NOAA: No Spring Drought Relief for California, Nevada, Oregon
Californians facing a fourth year of drought conditions — and some other parts of the West – shouldn’t count on any relief in the coming months.
In California this doesn’t bode well for chances of a mild wildfire season, and it’s not good for agriculture or water conservation efforts.
The National Oceanic and Atmospheric Administration in late-March issued its Spring Outlook forecast. It showed moderate flooding was likely in parts of the snow-bogged Eastern U.S., but the biggest concern for NOAA scientists was the persistent drought over the Western U.S.
The long-awaited El Nino finally arrived in February, but forecasters say it’s too weak and too late in the rainy season to provide much relief for California. The weather pattern failed to drench the state as it has in past episodes.
The forecast calls for drought to persist in California, Nevada and Oregon through June with the onset of the dry season in April.
“Looking forward we expect little drought relief in California and the Western U.S.,” said Jon Gottschalck, chief of the operational prediction branch at NOAA’s Climate Prediction Center.
The lack of precipitation will likely yield an “early and active wildfire season,” put stress on crops, and expand on water conversation measures being enforced in California, Gottschalck said.
California Gov. Jerry Brown has called for stricter water control measure and the California State Water Resources Control Board set fines of up to $500 a day for residential and business property owners for over-watering lawns.

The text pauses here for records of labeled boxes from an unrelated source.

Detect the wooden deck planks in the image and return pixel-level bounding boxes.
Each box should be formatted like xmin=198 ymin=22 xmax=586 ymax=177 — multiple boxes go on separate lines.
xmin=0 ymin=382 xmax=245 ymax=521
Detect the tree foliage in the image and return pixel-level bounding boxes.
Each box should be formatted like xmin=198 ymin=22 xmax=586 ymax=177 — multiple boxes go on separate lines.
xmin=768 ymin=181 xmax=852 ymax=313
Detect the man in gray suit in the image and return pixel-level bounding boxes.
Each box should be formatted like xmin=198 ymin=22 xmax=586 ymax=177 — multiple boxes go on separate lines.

A NASA scientist in an op-ed in the LA Times in mid-March said the state had one year of water supply left, noting that the usually wet month of January was the driest on record since data began being gathered in 1895.
Water supply outlooks in the Western U.S. range from near normal in the Pacific Northwest, Northern Rockies, and Upper Colorado, to much below normal in California, the Southern Rockies, and portions of the Great Basin.
The chances for above-average temperatures are good this spring across the Far West, northern Rockies, and northern Plains eastward to include parts of the western Great Lakes, and for all of Alaska, according to the forecast.